Hindu adalah suatu agama paganisme (penyembah berhala) yang dianut oleh sebagian besar rakyat India. Agama yang berbasis ajaran Weda kitab yang mengandung pemikiran-pemikiran Hindu serta berjasa mengantarkan peristiwa-peristiwa besar (epos) yang telah dilalui rakyat India kuno. Hindu adalah ajaran yang berisi doktrin, adat, dan tradisi. Disamping mengandung nilai-nilai rohani dan norma-norma kehidupan, ia juga memuat peraturan dan undang-undang. Agama ini mengakui berbagai macam dewa yang sesuai dengan profesinya masing-masing. Oleh karena itu setiap daerah memiliki dewa masing-masing.[1] Gustaf Lobon mengomentari perihal ini dengan perkataanya yang lebih menyerupai sebuah ejekan: “India adalah bangsa yang terkenal memiliki kepercayaan dan agama yang banyak. Jarang sekali rakyatnya yang tidak menyembah banyak dewa. Menurut mereka alam ini dipenuhi dengan dewa, bahkan mereka akan menyembah macan yang telah memburu ternaknya, menyembah jembatan besi yang dibuat orang-orang Eropa, bahkan menyembah orang-orang Eropa itu sendiri ketika diperintah mereka.[2]

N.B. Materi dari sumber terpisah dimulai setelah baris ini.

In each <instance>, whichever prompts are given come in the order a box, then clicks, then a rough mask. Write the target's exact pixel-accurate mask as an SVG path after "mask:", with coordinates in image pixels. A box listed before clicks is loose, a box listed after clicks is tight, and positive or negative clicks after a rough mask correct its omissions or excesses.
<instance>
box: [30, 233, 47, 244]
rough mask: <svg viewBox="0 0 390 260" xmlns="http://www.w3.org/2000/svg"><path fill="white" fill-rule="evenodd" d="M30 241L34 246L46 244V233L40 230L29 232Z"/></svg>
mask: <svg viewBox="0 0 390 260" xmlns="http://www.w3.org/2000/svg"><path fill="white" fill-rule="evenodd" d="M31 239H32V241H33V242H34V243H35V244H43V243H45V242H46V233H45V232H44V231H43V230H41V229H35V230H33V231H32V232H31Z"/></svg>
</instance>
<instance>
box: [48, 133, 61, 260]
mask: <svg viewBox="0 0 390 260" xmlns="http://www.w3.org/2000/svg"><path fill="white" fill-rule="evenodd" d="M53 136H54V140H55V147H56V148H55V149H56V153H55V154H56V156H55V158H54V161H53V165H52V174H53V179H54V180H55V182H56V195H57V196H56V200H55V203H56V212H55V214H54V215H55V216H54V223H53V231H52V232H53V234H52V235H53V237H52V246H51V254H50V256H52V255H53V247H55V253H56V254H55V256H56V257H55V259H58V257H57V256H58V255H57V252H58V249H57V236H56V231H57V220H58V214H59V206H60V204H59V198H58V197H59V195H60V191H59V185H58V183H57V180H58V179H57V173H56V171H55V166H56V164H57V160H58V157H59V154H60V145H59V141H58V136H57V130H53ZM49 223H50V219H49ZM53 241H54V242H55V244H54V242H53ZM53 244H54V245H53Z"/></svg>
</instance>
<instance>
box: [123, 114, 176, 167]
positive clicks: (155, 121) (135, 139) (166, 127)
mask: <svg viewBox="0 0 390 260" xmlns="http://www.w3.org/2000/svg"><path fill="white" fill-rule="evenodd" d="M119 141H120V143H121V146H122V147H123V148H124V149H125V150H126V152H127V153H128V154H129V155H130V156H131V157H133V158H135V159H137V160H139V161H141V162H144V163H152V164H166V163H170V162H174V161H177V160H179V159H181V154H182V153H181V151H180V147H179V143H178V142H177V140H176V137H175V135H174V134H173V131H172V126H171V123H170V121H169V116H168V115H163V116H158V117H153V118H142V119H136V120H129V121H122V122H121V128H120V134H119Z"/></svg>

Akan terasa aneh jika mendengar agama syirik ini menganut monoteisme, tetapi beberapa teks kehinduan telah membuktikan bahwa agama ini memang pernah memeluk agama tauhid. Perihal tersebut, para ilmuwan memiliki dua pendapat:
1.       Bangsa India Kuno terbagi menjadi dua; Elit dan Awam. Elit menganut monoteisme sementara Awam mengidap paganisme. Al-Birûni berpendapat “Bahwa perbedaan keyakinan itu terjadi dalam setiap umat. Hal tersebut disebabkan watak kaum elit yang terbiasa menggunakan akal, dan menguji kebenaran hal-hal fundamental. Sementara jemaat Awam hanyalah sekawanan orang yang hanya mengandalkan indera, merasa puas dengan hal-hal parsial, enggan untuk memperdalam, terlebih pada hal-hal yang menguras otak dan tak sesuai dengan nafsu.[3]

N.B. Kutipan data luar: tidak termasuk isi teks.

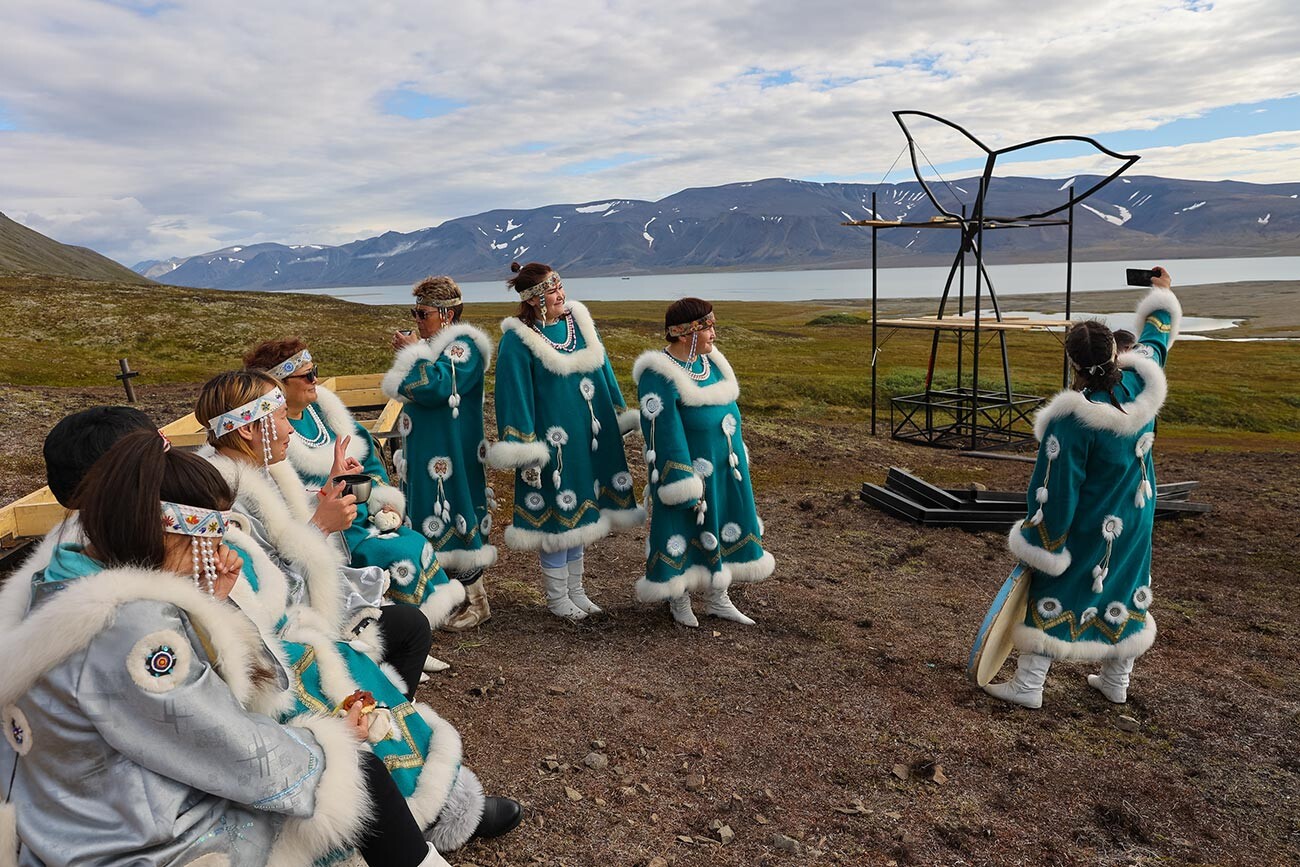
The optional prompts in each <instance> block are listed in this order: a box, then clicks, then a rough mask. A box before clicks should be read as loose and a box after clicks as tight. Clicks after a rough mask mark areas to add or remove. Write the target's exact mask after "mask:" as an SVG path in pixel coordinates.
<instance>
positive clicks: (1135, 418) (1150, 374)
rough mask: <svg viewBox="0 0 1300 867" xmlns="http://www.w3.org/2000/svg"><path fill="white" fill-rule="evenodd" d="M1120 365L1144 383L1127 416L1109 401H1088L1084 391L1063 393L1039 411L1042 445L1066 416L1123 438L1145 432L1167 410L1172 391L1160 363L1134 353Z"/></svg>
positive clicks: (1119, 358)
mask: <svg viewBox="0 0 1300 867" xmlns="http://www.w3.org/2000/svg"><path fill="white" fill-rule="evenodd" d="M1118 364H1119V367H1121V368H1127V369H1131V370H1132V372H1134V373H1136V374H1138V376H1139V377H1141V381H1143V390H1141V394H1139V395H1138V398H1136V399H1134V400H1131V402H1128V403H1125V404H1122V406H1123V408H1125V409H1123V412H1121V411H1119V409H1118V408H1115V407H1113V406H1112V404H1110V402H1109V400H1108V402H1105V403H1100V402H1096V400H1088V398H1086V396H1084V395H1083V393H1082V391H1061V393H1058V394H1057V395H1056V396H1054V398H1052V400H1050V402H1048V406H1045V407H1043V408H1041V409H1039V413H1037V416H1035V419H1034V435H1035V437H1037V438H1039V439H1040V441H1041V439H1043V437H1044V434H1045V433H1047V429H1048V424H1050V422H1052V420H1054V419H1060V417H1063V416H1074V417H1076V419H1078V420H1079V422H1080V424H1083V425H1084V426H1087V428H1092V429H1095V430H1109V432H1112V433H1117V434H1119V435H1122V437H1131V435H1135V434H1138V433H1139V432H1141V429H1143V428H1145V426H1147V424H1148V422H1149V421H1151V420H1152V419H1154V417H1156V413H1157V412H1160V408H1161V407H1162V406H1165V395H1166V394H1167V391H1169V385H1167V382H1166V381H1165V372H1164V370H1162V369H1161V367H1160V365H1158V364H1157V363H1156V361H1153V360H1151V359H1144V357H1141V356H1140V355H1136V354H1134V352H1125V354H1123V355H1121V356H1119V359H1118Z"/></svg>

Al-Biruni berkata: “Kepercayaan Hindu tentang Allah Swt. adalah dia Satu Yang Azali, tak berawal dan tak berakhir, Yang maha berkehendak dalam perbuatannya, Yang Maha Kuasa, maha menghidupkan, Maha mengatur. Al-Biruni membuktikannya dengan sebuah diskusi agama yang tercantum dalam salah satu kitab Hindu, yaitu Betanggal ((باتنجل. Kitab itu menceritakan seseorang yang menanyakan perihal tuhan yang sesungguhnya kepada seorang bijak. Jawaban-jawaban yang diterima penanya tersebut mengejawantahkan sosok tuhan yang bersih dari segala pemalsuan, tuhan esa pada zat maupun sifatnya, Tauhid mutlak sebagaimana yang dimiliki umat Islam.

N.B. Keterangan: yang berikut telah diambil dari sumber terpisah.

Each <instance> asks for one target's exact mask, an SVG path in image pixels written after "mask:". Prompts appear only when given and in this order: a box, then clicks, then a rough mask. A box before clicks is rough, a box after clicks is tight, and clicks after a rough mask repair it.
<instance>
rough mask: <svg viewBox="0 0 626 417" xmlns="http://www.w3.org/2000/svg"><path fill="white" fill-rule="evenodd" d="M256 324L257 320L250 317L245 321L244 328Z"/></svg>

Inilah selayang pandang percakapan tersebut; penanya berkata: Siapakah tuhan yang dapat memberi petunjuk dengan beribadah kepadanya? Penjawab berkata: “Dialah tuhan yang tak butuh segala sesuatu dengan keesaan dan keabadiaanya, dialah yang dapat diukur oleh pemahaman manusia, sebab dia jauh lebih mulia untuk memiliki musuh dan sekutu. Dialah ilmu yang sempurna,[4] ilmu yang bersih dari segala lupa dan ketidaktahuan. Penanya berkata; apakah dia bersifat Kalam? Penjawab: Tentu, jika dia maha tahu, tentu dia maha berbicara. Penanya: jika dia berbicara karena ilmunya, lalu apa bedanya dengan para ilmuwan yang berbicara karena ilmu mereka? penjawab: bedanya ialah waktu; mereka (ulama) sebelum menjadi orang alim dan pembicara adalah orang yang bukan alim bukan juga pembicara, kemudian mereka belajar lalu menjadi alim dan berbicara. Sedangkan tuhan tidak ada hubungan dengan waktu. Tetapi dia maha tahu dan berbicara semenjak dahulu (azali).[5]
Al-Biruni melanjutkan; “Ini adalah agama kaum elit. Kemudian kaum awamlah yang memalsukan dan menambah-nambah kebenaran yang tertera dalam kitab tersebut, seperti yang sering terjadi dalam agama lain.
Pernyataan Biruni jika dikaji lebih lanjut ternyata tidak sah untuk menjadi argumen atas tema ini (Tauhid elit), karena dia sendiri telah mengakui paganisme yang dianut kaum Hindu; “bagaimanapun juga, para monoteis tersebut sangat jarang sehingga tak sanggup untuk membatalkan vonis paganisme untuk para Brahmi, karena vonis harus berdasarkan mayoritas dan umum, bukan minoritas dan jarang.[6] Seharusnya dalam suatu agama, akidah yang dianut tidak boleh berbeda antara satu dengan yang lain, baik kaum Elit maupun orang Awam. Jika tidak seperti itu, maka orang-orang Awam yang menyekutukan tuhan tersebut tervonis telah keluar dari agama.[7]
2.       Pendapat kedua adalah pendapat Dr. Ahmad Syalabi; “Terdapat kontradiksi antara monoteisme dan politeisme dalam agama Hindu.[8] Terdapat dua tendensi berbeda dalam pemikiran ketuhanan Hindu; tendensi tauhid dan tendensi syirik, walaupun politeisme lebih tenar dan laku.[9]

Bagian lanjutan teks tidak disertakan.